The router logs provide insights into worker selection and cost calculations. Verify that the router makes KV-aware decisions based on cached blocks.

  1. Open a new terminal session and send a test request to the frontend. Replace the model name if you deployed with a different model.

    console
    $ curl -X POST http://localhost:8000/v1/chat/completions \
      -H "Content-Type: application/json" \
      -d '{
        "model": "nvidia/Llama-3.1-Nemotron-Nano-4B-v1.1",
        "messages": [
          {"role": "system", "content": "You are a helpful AI assistant."},
          {"role": "user", "content": "Explain the concept of KV cache in LLM inference."}
        ],
        "max_tokens": 100,
        "temperature": 0.7
      }'
    

    The output displays the model's response in JSON format with streaming tokens.

  2. Check the frontend logs for routing decision details. The logs display cost calculations showing the router's cost formula for each worker:

    Formula for worker_id=7587893399646425890 dp_rank=0 with 0 cached blocks: 5.188 = 1.5 * prefill_blocks + decode_blocks = 1.5 * 2.125 + 2.000
    Formula for worker_id=7587893399646425892 dp_rank=0 with 0 cached blocks: 5.188 = 1.5 * prefill_blocks + decode_blocks = 1.5 * 2.125 + 2.000
    Selected worker: worker_id=7587893399646425892 dp_rank=0, logit: 5.188, cached blocks: 0, tree size: 0, total blocks: 75379

    The router calculates the cost for each worker using the formula: cost = overlap_weight × prefill_blocks + decode_blocks. In this example, both workers have 0 cached blocks (cold start), equal prefill costs (2.125 blocks weighted by 1.5), and equal decode loads (2.000). With identical costs (5.188), the router selects a worker based on temperature sampling. The worker with the lowest cost is selected for the request.

  3. Send a second request with a similar prompt prefix.

    console
    $ curl -X POST http://localhost:8000/v1/chat/completions \
      -H "Content-Type: application/json" \
      -d '{
        "model": "nvidia/Llama-3.1-Nemotron-Nano-4B-v1.1",
        "messages": [
          {"role": "system", "content": "You are a helpful AI assistant."},
          {"role": "user", "content": "Explain the concept of KV cache reuse in distributed LLM serving."}
        ],
        "max_tokens": 100,
        "temperature": 0.7
      }'
    
  4. Check the routing decision for the second request in the logs. If the router detects cached blocks from the previous request with a matching prompt prefix, the logs will show a reduced prefill cost:

    Formula for worker_id=7587893399646425890 dp_rank=0 with 0 cached blocks: 5.375 = 1.5 * prefill_blocks + decode_blocks = 1.5 * 2.250 + 2.000
    Formula for worker_id=7587893399646425892 dp_rank=0 with 1 cached blocks: 3.875 = 1.5 * prefill_blocks + decode_blocks = 1.5 * 1.250 + 2.000
    Selected worker: worker_id=7587893399646425892 dp_rank=0, logit: 3.875, cached blocks: 1, tree size: 8, total blocks: 75379

    The router prioritizes worker 7587893399646425892 with 1 cached block, reducing its cost from 5.375 to 3.875. The cached block reduces the prefill computation needed (1.250 blocks vs 2.250), demonstrating KV cache reuse resulting in faster Time To First Token (TTFT) for requests with overlapping prompt prefixes.
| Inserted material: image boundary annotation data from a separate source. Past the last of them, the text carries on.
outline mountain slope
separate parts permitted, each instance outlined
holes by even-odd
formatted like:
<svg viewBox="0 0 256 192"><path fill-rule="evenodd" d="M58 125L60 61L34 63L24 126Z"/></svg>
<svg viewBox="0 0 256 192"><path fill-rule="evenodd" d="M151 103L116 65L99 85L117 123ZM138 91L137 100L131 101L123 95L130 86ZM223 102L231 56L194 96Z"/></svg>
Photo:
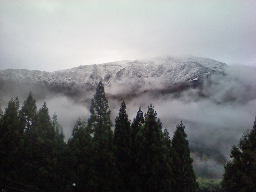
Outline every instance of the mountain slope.
<svg viewBox="0 0 256 192"><path fill-rule="evenodd" d="M3 81L44 85L54 88L94 90L103 79L113 93L130 93L150 88L165 88L175 83L197 79L212 72L221 72L226 64L209 59L168 57L151 61L123 61L80 66L52 72L27 69L0 71ZM115 89L108 89L112 86Z"/></svg>

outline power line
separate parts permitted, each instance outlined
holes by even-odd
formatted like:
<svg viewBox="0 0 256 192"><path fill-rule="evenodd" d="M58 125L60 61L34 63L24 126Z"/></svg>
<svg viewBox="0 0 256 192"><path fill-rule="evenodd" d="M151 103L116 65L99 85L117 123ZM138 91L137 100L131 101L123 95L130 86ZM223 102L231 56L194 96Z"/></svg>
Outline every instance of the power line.
<svg viewBox="0 0 256 192"><path fill-rule="evenodd" d="M7 104L8 104L8 103L7 103L7 102L6 102L6 101L3 101L3 99L0 99L0 100L1 100L1 101L3 101L4 102L5 102L5 103L7 103Z"/></svg>
<svg viewBox="0 0 256 192"><path fill-rule="evenodd" d="M2 100L2 99L1 99L1 100ZM3 101L3 100L2 100L2 101ZM5 102L5 101L3 101L4 102ZM5 102L5 103L6 103L6 102ZM5 118L5 117L6 117L4 115L2 115L2 114L0 114L0 115L1 115L1 116L3 117L4 118ZM2 120L2 119L0 119L0 120L1 121L3 121L3 122L4 122L4 123L6 123L6 124L7 124L7 125L9 124L9 123L7 123L7 122L6 121L4 121L4 120ZM22 127L22 126L21 126L19 124L17 123L15 123L15 124L16 124L16 125L17 125L18 126L20 126L20 127L22 128L22 129L24 128L23 128L23 127ZM12 127L13 128L15 129L15 127L14 127L13 126L13 125L11 125ZM33 138L31 138L31 137L30 137L30 139L31 140L32 140L32 141L34 142L34 144L36 144L36 145L38 145L38 146L40 146L40 147L42 147L42 148L44 148L45 149L46 149L46 150L47 150L49 149L47 149L46 147L45 147L45 146L42 146L42 145L40 145L38 143L37 143L33 139ZM47 143L44 143L44 144L45 145L47 145L47 146L48 145L48 147L51 147L51 146L50 146L49 145L47 145ZM59 147L59 146L58 146L58 147ZM25 164L27 164L27 165L30 165L30 166L33 167L34 167L34 168L35 168L37 169L38 170L40 170L39 168L38 167L36 167L36 166L34 166L34 165L33 165L31 164L30 163L27 163L27 162L25 162L25 161L23 161L23 160L20 160L20 159L19 159L19 158L17 158L17 157L15 157L14 156L13 156L13 155L10 155L10 154L9 154L9 153L5 153L5 152L3 152L3 151L1 151L1 150L0 150L0 152L2 152L2 153L5 153L5 154L6 154L6 155L9 155L9 156L10 156L10 157L12 157L13 158L15 158L15 159L17 159L17 160L18 160L18 161L20 161L21 162L23 162L23 163L25 163ZM60 169L59 169L59 168L58 168L58 169L59 169L59 170L60 170ZM51 174L51 173L49 173L48 174L49 174L49 175L51 175L52 176L53 176L53 177L54 177L56 178L56 179L59 179L59 180L62 180L62 181L64 181L64 182L66 182L66 183L69 183L69 184L71 184L72 185L73 185L73 186L76 186L76 185L75 184L74 184L73 182L71 182L70 181L67 181L67 180L66 180L64 179L63 179L60 178L59 178L59 177L57 177L57 176L56 176L56 175L54 175L52 174ZM25 184L24 184L24 185L25 185ZM79 186L77 186L77 187L78 187L79 188L81 188L81 187L79 187Z"/></svg>
<svg viewBox="0 0 256 192"><path fill-rule="evenodd" d="M18 183L18 184L19 184L20 185L22 185L25 186L27 187L29 187L30 188L33 189L35 189L36 190L37 190L39 191L42 191L42 192L45 192L44 191L42 191L42 190L40 190L40 189L38 189L35 188L34 187L30 186L29 185L25 185L25 184L23 184L22 183L20 183L19 182L18 182L17 181L15 181L14 180L12 180L12 179L8 179L8 178L6 178L5 177L3 177L0 176L0 177L2 177L2 178L3 178L3 179L6 179L7 180L11 181L12 181L12 182L14 182L15 183Z"/></svg>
  5. Open a new terminal session on the host (outside the container) and monitor the KV event stream to verify event publishing.

    console
    $ docker run --rm -it --network container:deploy-nats-server-1 \
      natsio/nats-box nats stream info namespace-dynamo-component-backend-kv-events
    

    The output displays the JetStream statistics including message count and consumer information.

    Information for Stream namespace-dynamo-component-backend-kv-events
    ......
                    Subjects: namespace-dynamo-component-backend-kv-events.*
                    Replicas: 1
                    Storage: File
    ......
    State:
    ......
                    Messages: 8
                    Bytes: 2.3 KiB
            Active Consumers: 1
    ......

    The message count increases as workers publish KV cache events. Each message represents a KV cache state change, such as block creation or eviction.
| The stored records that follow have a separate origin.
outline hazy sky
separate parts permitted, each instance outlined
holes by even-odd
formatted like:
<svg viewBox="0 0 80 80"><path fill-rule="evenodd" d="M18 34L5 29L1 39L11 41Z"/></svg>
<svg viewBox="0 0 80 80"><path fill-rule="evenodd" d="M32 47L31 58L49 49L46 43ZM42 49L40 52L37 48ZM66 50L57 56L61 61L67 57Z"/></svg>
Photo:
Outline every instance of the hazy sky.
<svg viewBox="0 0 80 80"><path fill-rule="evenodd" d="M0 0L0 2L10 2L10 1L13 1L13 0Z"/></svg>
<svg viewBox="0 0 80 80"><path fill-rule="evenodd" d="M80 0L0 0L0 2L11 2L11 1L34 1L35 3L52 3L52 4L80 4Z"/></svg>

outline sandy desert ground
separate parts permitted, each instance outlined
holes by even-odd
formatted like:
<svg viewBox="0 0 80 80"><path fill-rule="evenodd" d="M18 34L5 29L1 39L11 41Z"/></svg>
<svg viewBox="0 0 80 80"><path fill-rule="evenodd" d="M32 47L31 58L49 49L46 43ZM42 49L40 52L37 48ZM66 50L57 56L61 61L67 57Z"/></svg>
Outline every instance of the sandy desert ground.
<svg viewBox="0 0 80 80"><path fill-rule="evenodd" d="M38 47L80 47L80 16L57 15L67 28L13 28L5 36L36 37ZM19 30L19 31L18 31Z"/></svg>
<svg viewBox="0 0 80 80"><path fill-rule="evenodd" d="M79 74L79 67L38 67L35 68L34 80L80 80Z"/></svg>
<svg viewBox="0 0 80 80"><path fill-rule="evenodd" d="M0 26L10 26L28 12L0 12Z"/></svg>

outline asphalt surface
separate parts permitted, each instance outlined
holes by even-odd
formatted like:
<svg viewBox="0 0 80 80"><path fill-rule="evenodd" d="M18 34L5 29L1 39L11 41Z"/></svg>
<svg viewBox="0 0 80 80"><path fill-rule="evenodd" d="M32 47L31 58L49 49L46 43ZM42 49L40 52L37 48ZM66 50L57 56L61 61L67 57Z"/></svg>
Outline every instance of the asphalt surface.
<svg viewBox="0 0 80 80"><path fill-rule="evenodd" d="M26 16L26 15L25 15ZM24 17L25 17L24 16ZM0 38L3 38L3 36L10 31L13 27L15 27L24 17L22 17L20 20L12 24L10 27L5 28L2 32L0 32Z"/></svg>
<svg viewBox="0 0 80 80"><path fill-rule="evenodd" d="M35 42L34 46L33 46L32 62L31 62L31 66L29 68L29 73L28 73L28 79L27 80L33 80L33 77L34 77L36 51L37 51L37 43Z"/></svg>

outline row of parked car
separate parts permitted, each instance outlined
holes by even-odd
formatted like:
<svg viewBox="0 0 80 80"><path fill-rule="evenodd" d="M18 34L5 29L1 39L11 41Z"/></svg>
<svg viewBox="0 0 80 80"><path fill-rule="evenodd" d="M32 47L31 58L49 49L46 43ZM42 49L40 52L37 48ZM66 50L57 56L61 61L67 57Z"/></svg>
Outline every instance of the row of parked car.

Configure KV Routing for Disaggregated Serving

Disaggregated serving separates prefill and decode phases across different worker pools. The KV Router optimizes both prefill worker selection (based on cache hits) and decode worker assignment (based on load distribution), while coordinating KV cache transfer between phases via NIXL. The deployment script launches dedicated prefill and decode workers with appropriate batch sizes and KV event publishing enabled.

Deploy Disaggregated Serving with KV Routing

The deployment script configures the frontend with increased overlap weight for prefill optimization, launches prefill workers with low batch sizes for TTFT optimization, and decode workers with high batch sizes for throughput maximization. NIXL connector enables efficient KV cache transfer between prefill and decode workers.

  1. If the aggregated serving script is still running from the previous section, stop it by pressing Ctrl+C in the container terminal.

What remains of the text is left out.